PROVIDENCE, R.I. (CIRCA via WJAR) — The Roger Williams Park Zoo is under fire after activist group In Defense of Animals (IDA) listed it as the fifth-worst zoo in the country for elephants. This is because the IDA says the zoo’s use of bullhooks by elephant trainers is cruel to the animals.

A bullhook is a long baton with a metal hook on the end and is used to train elephants. Video footage has surfaced online from several circuses of the bullhooks being used to beat the animals and harm them in order to get the elephants to do what the handler wants.

Personnel at the Providence zoo told Circa partner WJAR that the instruments are not used that way at the zoo.

Roger Williams Park Zoo in Providence, Rhode Island, is under fire for its use of bullhooks in working with its elephants. (WJAR)

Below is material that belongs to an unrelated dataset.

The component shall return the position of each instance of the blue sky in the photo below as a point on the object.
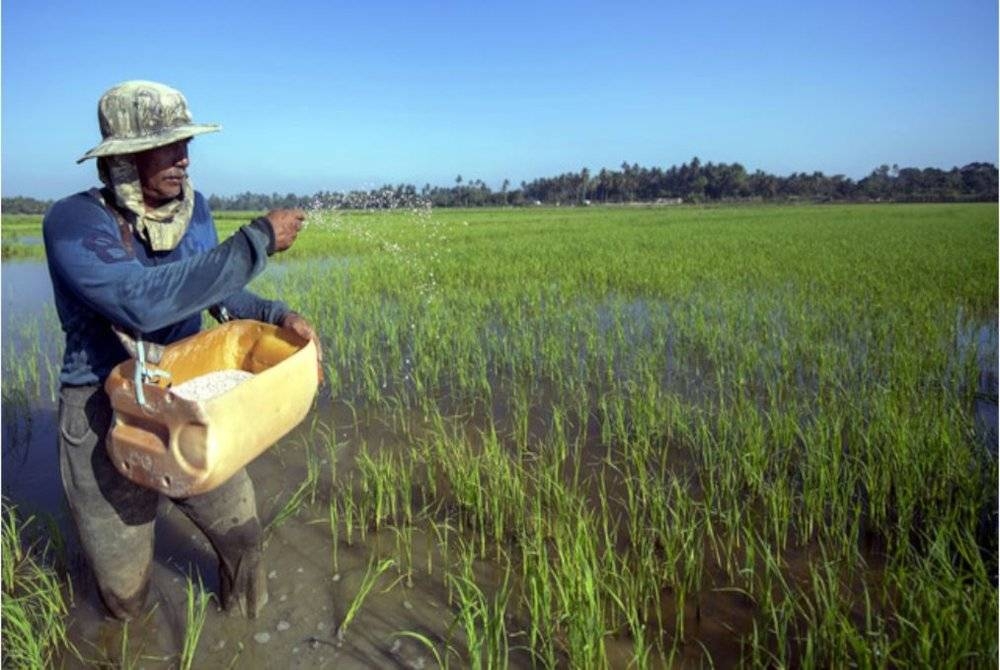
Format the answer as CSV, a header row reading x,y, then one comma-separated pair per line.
x,y
331,95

"The appropriate way to use this is to guide an elephant and cue the elephant with it,” said Jenn Warmbold, the elephant manager at Roger Williams Park Zoo.

Elephant keepers use positive verbal tones and food to train the zoo's three elephants, not for performing or entertainment, but for basic handling and safe veterinary care.

"It's your brain that you're using, not (the bullhook), to outsmart an elephant," Warmbold said.

Zoo personnel insist they use the bullhooks to guide and cue the elephants.

"The guide is an approved tool used for managing elephants,” added Roger Williams Park Zoo executive director Dr. Jeremy Goodman. “All knowledgeable groups approve this training tool, and that's really what it is. If it's used properly, it doesn't cause harm to the elephants."

The zoo is accredited by the Association for Zoos and Aquariums and American Humane Certified, and the tool is approved by the USDA and the International Elephant Foundation.